Gross-Davis and Dr. Taylor join an already accomplished department of public health experts, and will teach courses and serve as faculty advisors for student practicum programs. They will also continue to conduct leading research in environmental and occupational health.
Dr. Taylor's research expertise includes occupational safety, patient quality improvement, healthcare workforce culture and injury epidemiology. She has acquired more than 15 years of experience in state government, hospital management and basic sciences. Her research extends to healthcare systems, public policy and enhancing occupational safety through workplace solutions. This includes promoting hospital safety through such policies as pay-for-performance and other non-punitive improvement incentives. Her research also addresses the association between workplace culture and injuries to patients and nurses.
Prior to joining the Drexel University School of Public Health, Dr. Taylor served as the Chief of Health Statistics and Data Management for the State of New Hampshire. She also served as the director of a CDC-funded program to establish emergency department data systems for injury surveillance at the Massachusetts Department of Public Health and other related positions. She received her PhD from the Johns Hopkins School of Public Health and her MPH from the Boston University School of Public Health.
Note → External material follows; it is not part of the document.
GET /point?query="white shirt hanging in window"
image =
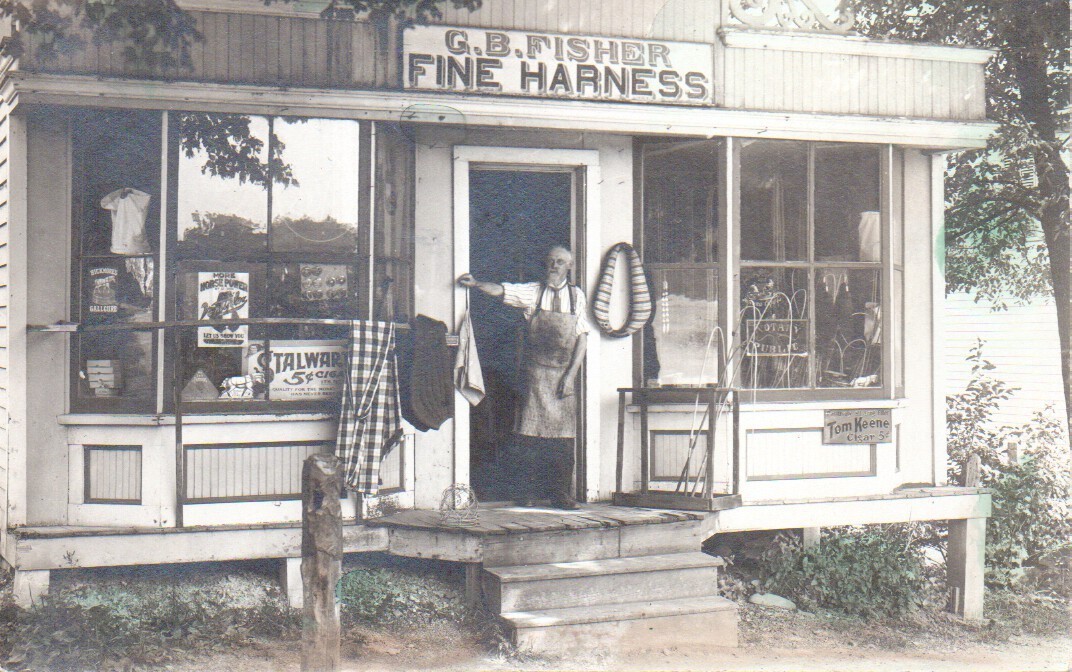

Gross-Davis, joins the School of Public Health through an Intergovernmental Personnel Agreement the Environmental Protection Agency (EPA), Region III office. She also served as an adjunct professor of biology at Drexel University.
Gross-Davis has been trained in the field of environmental science and engineering and uses these principles to execute environmental policy and regulations to address environmental quality and its connection to quality of life. She has 16 years of experience as an environmental scientist for the EPA, where she focused on implementing and developing regulations/policies for a broad range of environmental programs at the federal, state and local levels. The initiatives included the Brownfields and Hazardous Waste programs, Water Management Program and the Partnerships and Innovation with Stakeholders division.
Gross-Davis received her Master of Science in Engineering from Drexel University, and Bachelor of Science from Cabrini College.